Thousands of working people in Port-au-Prince, Haiti, took to the streets April 2 protesting against the Haitian government’s refusal to protect them from the violence of brutal armed gangs, which have taken control over 85% of the capital city. They chanted, “Let’s go, let’s go, let’s go and get them out!”
It was a largely peaceful demonstration, but later in the day gunfire forced protesters to flee as police fired tear gas and live rounds into the crowd as it neared government offices.
Two days earlier gangs had stormed the towns of Saut d’Eau and Mirebalais in central Haiti, releasing 500 of their brethren from prison. When the thugs arrived, local cops fled.
Some people took refuge in a Mirebalais home where the attackers killed them all, including two nuns. Archbishop Max Leroy Mesidor said 28 parishes in the Archdiocese of Port-au-Prince have been forced to close because of the violence.
There are an estimated 20 armed gangs operating in the capital and up to half a million illegal firearms in the country. Mirebalais is on a crossroads to the border town of Belladere, a gateway for the flow of arms, ammunition and contraband coming to Haiti from South Florida via the Dominican Republic.
In 2024 more than 5,600 people were killed, 2,212 injured and 1,494 kidnapped by the gangs. And by March this year as many as 185,000 people have been forced from their homes.
Thousands of displaced people are either on the street or sheltering in makeshift sites, including schools and public buildings. Protester Julien David said at the demonstration, “We, the residents of the Solino neighborhood, we want to return home, and we will go home.”
The Miami Herald reported the gangs have “burned homes, schools and businesses. They’ve kidnapped people and used them as human shields against a government task force that uses drones to drop bombs on gang strongholds.”
After the demonstration, Fritz Alphonse Jean, the current head of Haiti’s Transitional Presidential Council, gave a sanctimonious address saying, “Haitian people, you’ve spoken, and we’ve heard you. We understand your misery. We know your pain and your suffering.”
He tried to minimize the problem the people face, saying the fight against the gangs “is nothing compared to the battle we fought to get out of slavery.” Haitian slaves rose up and defeated the French army, winning independence in 1804. The rulers in Washington and elsewhere wanted to wipe out this example and ever since Haitians have faced colonial occupation.

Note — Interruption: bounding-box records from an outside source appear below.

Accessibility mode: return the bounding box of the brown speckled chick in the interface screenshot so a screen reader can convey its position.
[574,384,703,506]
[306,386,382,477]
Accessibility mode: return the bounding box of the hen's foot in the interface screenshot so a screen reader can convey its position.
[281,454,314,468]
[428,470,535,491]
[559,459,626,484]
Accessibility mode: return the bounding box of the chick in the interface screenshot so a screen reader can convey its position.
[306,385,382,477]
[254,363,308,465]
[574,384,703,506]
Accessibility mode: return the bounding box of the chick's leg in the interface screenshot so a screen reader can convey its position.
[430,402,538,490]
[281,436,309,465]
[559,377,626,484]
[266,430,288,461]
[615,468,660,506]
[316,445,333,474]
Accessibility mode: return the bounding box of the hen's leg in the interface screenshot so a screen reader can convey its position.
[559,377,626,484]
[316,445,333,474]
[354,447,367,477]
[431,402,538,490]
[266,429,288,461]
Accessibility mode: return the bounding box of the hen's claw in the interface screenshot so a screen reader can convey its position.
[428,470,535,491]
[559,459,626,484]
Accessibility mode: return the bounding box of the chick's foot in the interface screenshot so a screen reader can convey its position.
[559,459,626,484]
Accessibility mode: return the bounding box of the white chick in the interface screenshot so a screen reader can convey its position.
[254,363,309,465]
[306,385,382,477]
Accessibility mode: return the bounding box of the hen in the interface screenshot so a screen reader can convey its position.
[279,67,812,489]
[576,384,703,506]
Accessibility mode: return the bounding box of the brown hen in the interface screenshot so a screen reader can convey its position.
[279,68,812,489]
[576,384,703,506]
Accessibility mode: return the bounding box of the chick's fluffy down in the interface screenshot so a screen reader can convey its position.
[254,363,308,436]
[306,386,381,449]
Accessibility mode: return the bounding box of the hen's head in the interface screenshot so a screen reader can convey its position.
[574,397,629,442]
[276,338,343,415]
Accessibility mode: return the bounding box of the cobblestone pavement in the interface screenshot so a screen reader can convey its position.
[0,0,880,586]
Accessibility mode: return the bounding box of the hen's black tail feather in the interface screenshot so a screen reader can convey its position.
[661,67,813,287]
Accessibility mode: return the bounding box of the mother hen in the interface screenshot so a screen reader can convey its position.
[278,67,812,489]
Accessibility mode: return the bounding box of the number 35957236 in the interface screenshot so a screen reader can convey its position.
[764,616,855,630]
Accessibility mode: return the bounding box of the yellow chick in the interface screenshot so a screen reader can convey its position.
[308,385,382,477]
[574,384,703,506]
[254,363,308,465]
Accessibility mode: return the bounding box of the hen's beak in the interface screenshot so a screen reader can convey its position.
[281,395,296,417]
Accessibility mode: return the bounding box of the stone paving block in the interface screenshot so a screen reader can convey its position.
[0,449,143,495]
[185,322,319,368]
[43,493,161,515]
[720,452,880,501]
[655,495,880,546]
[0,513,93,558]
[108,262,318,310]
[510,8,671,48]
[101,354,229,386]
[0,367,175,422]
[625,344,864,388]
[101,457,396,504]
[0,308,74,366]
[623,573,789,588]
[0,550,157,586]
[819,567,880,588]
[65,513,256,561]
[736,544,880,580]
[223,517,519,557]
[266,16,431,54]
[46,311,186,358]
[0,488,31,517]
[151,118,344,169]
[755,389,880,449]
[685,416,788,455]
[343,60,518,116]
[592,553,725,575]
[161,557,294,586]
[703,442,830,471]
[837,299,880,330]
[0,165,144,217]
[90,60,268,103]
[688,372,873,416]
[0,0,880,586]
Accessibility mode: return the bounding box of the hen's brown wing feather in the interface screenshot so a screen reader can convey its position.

Mario Jean-Pierre, a street vendor who sells used clothes he carries on his back, told NBC News he wasn’t impressed by Jean’s address. “This speech is not any different from other speeches,” he said. “They keep making promises and don’t accomplish any of the promises they’ve made.”

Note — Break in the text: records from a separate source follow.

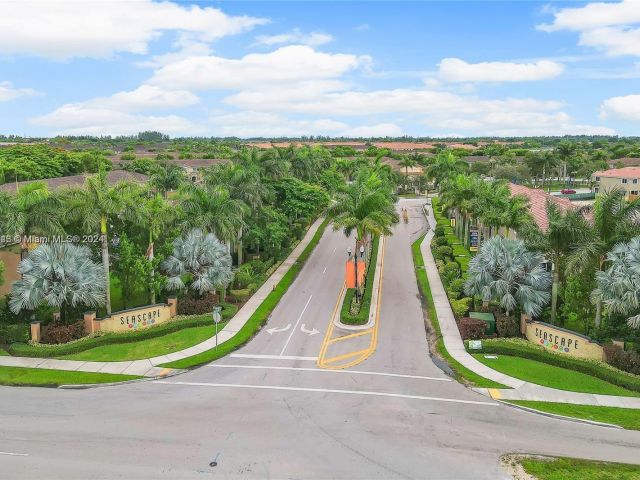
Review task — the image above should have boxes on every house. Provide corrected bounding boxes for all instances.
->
[591,167,640,200]
[0,170,149,194]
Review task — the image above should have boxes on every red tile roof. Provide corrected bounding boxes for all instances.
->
[509,183,576,232]
[591,167,640,178]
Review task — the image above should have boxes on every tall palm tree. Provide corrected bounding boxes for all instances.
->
[63,170,139,316]
[592,237,640,328]
[464,237,551,316]
[182,185,248,245]
[9,182,64,259]
[569,187,640,327]
[161,228,233,295]
[521,200,589,324]
[9,242,107,321]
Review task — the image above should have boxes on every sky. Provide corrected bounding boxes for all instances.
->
[0,0,640,138]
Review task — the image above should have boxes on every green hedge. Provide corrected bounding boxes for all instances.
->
[162,218,330,368]
[466,339,640,392]
[8,302,238,358]
[340,237,380,325]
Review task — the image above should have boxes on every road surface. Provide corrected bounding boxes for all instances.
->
[0,200,640,480]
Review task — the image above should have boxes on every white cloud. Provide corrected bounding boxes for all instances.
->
[538,0,640,56]
[0,0,268,59]
[149,45,371,90]
[0,82,38,102]
[600,95,640,122]
[256,28,333,47]
[438,58,564,82]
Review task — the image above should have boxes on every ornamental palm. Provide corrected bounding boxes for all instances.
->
[464,237,551,316]
[592,237,640,328]
[161,228,233,295]
[9,243,107,320]
[63,170,139,316]
[568,188,640,327]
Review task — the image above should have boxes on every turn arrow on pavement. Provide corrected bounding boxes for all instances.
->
[300,323,320,336]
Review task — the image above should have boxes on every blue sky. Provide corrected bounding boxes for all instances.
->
[0,0,640,137]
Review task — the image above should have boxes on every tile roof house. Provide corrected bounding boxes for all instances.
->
[0,170,149,193]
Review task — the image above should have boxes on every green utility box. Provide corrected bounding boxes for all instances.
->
[469,312,496,335]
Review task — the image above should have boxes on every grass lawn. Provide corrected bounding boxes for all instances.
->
[509,400,640,430]
[58,322,227,362]
[411,235,509,388]
[473,354,640,397]
[520,457,640,480]
[0,367,140,386]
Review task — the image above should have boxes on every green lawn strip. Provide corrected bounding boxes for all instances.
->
[411,235,509,388]
[9,303,238,358]
[520,457,640,480]
[340,237,380,325]
[473,354,640,397]
[60,321,228,362]
[0,367,141,387]
[473,338,640,392]
[508,400,640,430]
[162,218,329,368]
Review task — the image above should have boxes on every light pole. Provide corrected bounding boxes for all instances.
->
[211,305,222,350]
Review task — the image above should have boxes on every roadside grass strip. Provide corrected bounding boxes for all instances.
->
[473,354,640,396]
[0,367,142,387]
[161,218,330,369]
[411,235,509,388]
[520,457,640,480]
[506,400,640,430]
[60,324,228,362]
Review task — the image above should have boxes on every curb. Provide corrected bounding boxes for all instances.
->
[493,398,627,430]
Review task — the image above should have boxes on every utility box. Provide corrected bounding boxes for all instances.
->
[469,312,496,335]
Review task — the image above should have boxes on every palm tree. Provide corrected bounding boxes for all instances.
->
[592,237,640,328]
[9,242,107,321]
[150,162,184,200]
[521,200,589,324]
[9,182,64,259]
[161,228,233,295]
[464,237,551,316]
[568,187,640,327]
[328,171,399,300]
[182,184,248,244]
[63,170,139,316]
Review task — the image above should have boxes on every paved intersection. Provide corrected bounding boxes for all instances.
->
[0,201,640,480]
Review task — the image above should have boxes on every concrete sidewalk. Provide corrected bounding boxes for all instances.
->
[0,217,324,377]
[420,205,640,409]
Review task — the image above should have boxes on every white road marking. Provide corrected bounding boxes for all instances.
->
[267,323,291,335]
[300,323,320,336]
[152,380,500,407]
[280,295,313,355]
[207,363,452,382]
[0,452,29,457]
[229,353,318,362]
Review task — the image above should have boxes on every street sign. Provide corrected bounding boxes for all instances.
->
[469,229,480,252]
[469,340,482,350]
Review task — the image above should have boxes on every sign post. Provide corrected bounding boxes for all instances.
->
[212,305,222,350]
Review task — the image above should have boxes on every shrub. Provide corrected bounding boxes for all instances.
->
[604,344,640,375]
[450,297,471,318]
[434,237,448,247]
[40,320,86,344]
[178,292,218,315]
[457,317,487,340]
[496,314,520,337]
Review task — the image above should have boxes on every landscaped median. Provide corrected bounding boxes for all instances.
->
[161,218,330,369]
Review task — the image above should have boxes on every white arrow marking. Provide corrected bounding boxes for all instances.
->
[267,323,291,335]
[300,323,320,336]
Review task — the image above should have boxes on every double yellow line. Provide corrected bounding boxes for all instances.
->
[317,237,386,370]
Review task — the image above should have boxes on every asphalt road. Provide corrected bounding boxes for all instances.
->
[0,201,640,480]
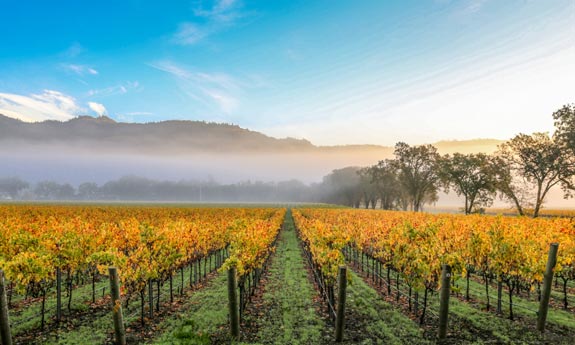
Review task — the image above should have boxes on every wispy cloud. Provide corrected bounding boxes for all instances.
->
[0,90,85,122]
[171,0,245,46]
[88,102,108,116]
[116,111,154,122]
[88,81,141,97]
[61,64,98,76]
[457,0,489,16]
[62,42,86,58]
[150,61,243,114]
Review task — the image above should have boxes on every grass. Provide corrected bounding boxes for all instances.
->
[15,251,223,344]
[152,272,229,344]
[238,208,325,345]
[354,251,575,344]
[10,279,110,335]
[460,279,575,330]
[344,271,430,344]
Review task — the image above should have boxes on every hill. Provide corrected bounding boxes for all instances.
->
[0,114,501,158]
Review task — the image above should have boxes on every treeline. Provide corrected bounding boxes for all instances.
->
[327,105,575,217]
[0,176,320,202]
[0,104,575,217]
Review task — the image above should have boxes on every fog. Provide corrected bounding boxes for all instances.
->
[0,147,390,185]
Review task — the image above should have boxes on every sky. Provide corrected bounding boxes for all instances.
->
[0,0,575,145]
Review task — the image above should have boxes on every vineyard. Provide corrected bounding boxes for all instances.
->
[0,205,575,344]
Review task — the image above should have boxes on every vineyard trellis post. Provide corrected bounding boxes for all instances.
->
[108,267,126,345]
[439,265,451,341]
[0,270,12,345]
[335,266,347,342]
[228,267,240,339]
[56,267,62,323]
[537,243,559,333]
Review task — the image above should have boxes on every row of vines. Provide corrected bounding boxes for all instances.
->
[294,209,575,319]
[0,205,285,334]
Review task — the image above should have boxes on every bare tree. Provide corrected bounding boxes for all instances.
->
[497,133,573,217]
[553,104,575,197]
[392,142,441,211]
[440,153,497,214]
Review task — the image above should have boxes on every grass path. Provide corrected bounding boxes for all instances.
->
[240,208,326,345]
[152,272,229,345]
[344,272,430,344]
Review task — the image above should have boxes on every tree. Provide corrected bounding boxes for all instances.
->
[498,133,574,217]
[392,142,441,212]
[368,159,401,210]
[34,181,75,200]
[78,182,99,200]
[440,153,497,214]
[492,156,533,216]
[553,104,575,192]
[322,167,361,208]
[357,167,378,209]
[0,177,30,199]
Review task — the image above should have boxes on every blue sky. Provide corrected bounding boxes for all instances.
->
[0,0,575,145]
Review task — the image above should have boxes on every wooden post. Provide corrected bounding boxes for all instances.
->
[439,265,451,341]
[335,266,347,342]
[228,267,240,339]
[56,267,62,323]
[148,279,154,320]
[537,243,559,333]
[0,270,12,345]
[108,267,126,345]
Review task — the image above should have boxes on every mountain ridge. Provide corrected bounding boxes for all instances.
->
[0,114,503,156]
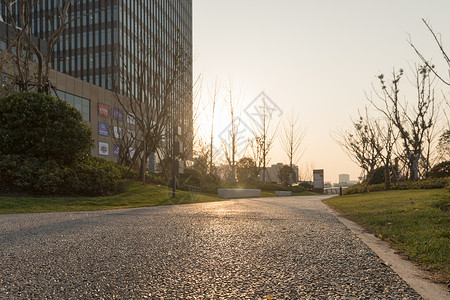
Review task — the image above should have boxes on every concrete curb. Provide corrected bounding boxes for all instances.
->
[322,202,450,300]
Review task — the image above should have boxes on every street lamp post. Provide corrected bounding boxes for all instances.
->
[172,126,181,197]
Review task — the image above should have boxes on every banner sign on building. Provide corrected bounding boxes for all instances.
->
[98,103,109,117]
[113,145,119,157]
[98,142,109,156]
[114,126,123,139]
[313,169,324,193]
[128,147,136,158]
[98,122,109,136]
[113,108,123,122]
[127,113,136,125]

The gang violence has forced Jean-Pierre to move with his two children into a makeshift shelter in the yard of Haiti’s Ministry of Public Works. “Flying bullets are coming at you in different directions,” he said. “I’ve seen a few people in this camp who were hit by bullets as they slept.”
There is no question that a large number of Haitian government officials, police and military personnel profit from collusion with the rival armed gangs and their financial backers.
Decades of imperialist plunder
The devastation in Haiti is the result of decades of imperialist plunder, made worse by today’s unfolding worldwide economic crisis. Since the U.S. rulers became the dominant imperialist power, they’ve collaborated with successive dictatorial regimes in Haiti that relied on paramilitary gangs to terrorize working people.
Democratic and Republican administrations alike backed the bloody dictatorships of Francois “Papa Doc” Duvalier and his son Jean-Claude, known as “Baby Doc,” and their Tonton Macoutes paramilitary force, from 1957 until 1986.
It was only the broad struggle of tens of thousands of Haitian working people and their supporters mobilized in both Haiti and the U.S. that brought down one of the most brutal dictatorships of the Caribbean and Latin America.
Since then a series of military interventions have been carried out both under the banner of the U.N. and directly by U.S. troops. They have installed puppet governments, none of which had the support or wherewithal to bring peace and prosperity.
Already one of the poorest countries in the world, the social crisis in Haiti was exacerbated by deadly hurricanes in 2008, 2012 and 2016, a devastating earthquake in 2010, as well as a cholera epidemic spread by U.N. forces.
Haiti has not had a president since former President Jovenel Moise was assassinated in 2021 and has not had an election since 2016. Capitalist parties representing competing sections of the country’s ruling class and foreign imperialist powers have proven incapable of creating any semblance of stable bourgeois-democratic rule.
The Joseph Biden administration concocted the Transitional Presidential Council, which is supposed to organize an election next February. Washington also pressured the U.N. to send a Kenyan-led military force to Haiti, supposedly to quell the gang violence. But these forces have neither the strength nor will to do so.
The protest April 2 shows working people are trying to forge a way forward.